— Слав…
— Давай с утра, Игорь, ладно? — вздохнула она тяжело, забираясь в постель. — Я просто вставала, чтобы попить воды. И мне до этого сон плохой приснился, вот и испугалась, — она показательно расправляла одеяло, но опять не смотрела в глаза. — Наверное, просто не проснулась до конца, вот и отреагировала так. Извини.
Снова врет. Не было в том, в первом брошенном на меня на кухне взгляде, остатков сна, ее движения не были заторможенными или неуверенными, она не была похожа на только что проснувшегося человека.
— Если бы ты проткнула мне щеку, тоже бы извинилась? — не удержался я, понимая, что начинаю раздражаться из-за того, что Лава не хочет говорить, из-за того, что врет. И получается у нее это откровенно хреново.
Славка снова дернулась, а я напрягся и подобрался на одних инстинктах, следя за ней, стараясь уловить хоть что-то, хоть какую-то эмоцию, кроме ненатуральной маски спокойствия.
Пальцы Вороновой сжались на долбаном одеяле до побелевших костяшек, какое-то сдавленное шипение сорвалось с губ. Она вскинула голову, наконец-то встречаясь со мной взглядом, горевшим ответной злостью и чем-то еще. Непонятной эмоцией, слишком похожей на ту, что я уже видел, когда Лава обнаружила сраного кролика на капоте собственного кара.
— Мне сейчас сделать что? — процедила Славка, сталь в голосе почти такая же ледяная, как и ее пальцы в моей руке мгновением назад. — Уйти спать на диван? — спустила ноги с кровати, потянулась за подушкой.
Захотелось ее встряхнуть, надавать по заднице, как непослушному ребенку.

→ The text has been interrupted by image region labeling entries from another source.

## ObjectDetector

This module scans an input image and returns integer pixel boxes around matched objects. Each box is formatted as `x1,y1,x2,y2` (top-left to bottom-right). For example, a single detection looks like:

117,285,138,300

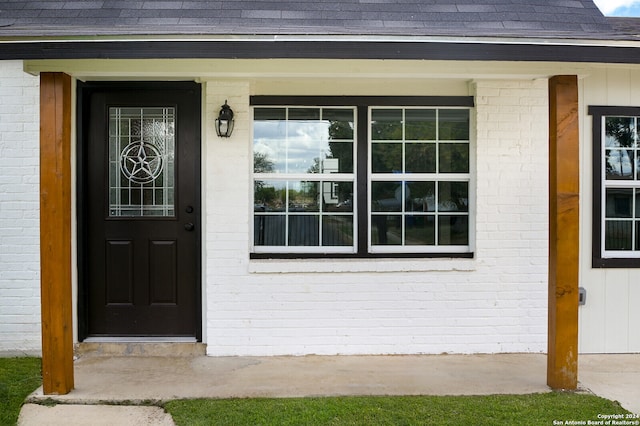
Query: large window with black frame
252,100,473,257
589,107,640,267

Я оказался рядом быстрее, чем Воронова успела повернуться, силой почти вернул ее на место, сжал плечи, склоняясь к самому лицу.
— Ты врешь мне, Слава, — надавил, нажал, следя за выражением лица. — По совершенно непонятной причине. Ты напугана почти до истерики, ты с кем-то говорила на кухне. Не с Энджи, с Энджи ты так не разговариваешь. И напугал тебя не я.
Славка закрыла глаза, дернулась, пробуя вырваться, прикусила нижнюю губу так сильно, что она побелела.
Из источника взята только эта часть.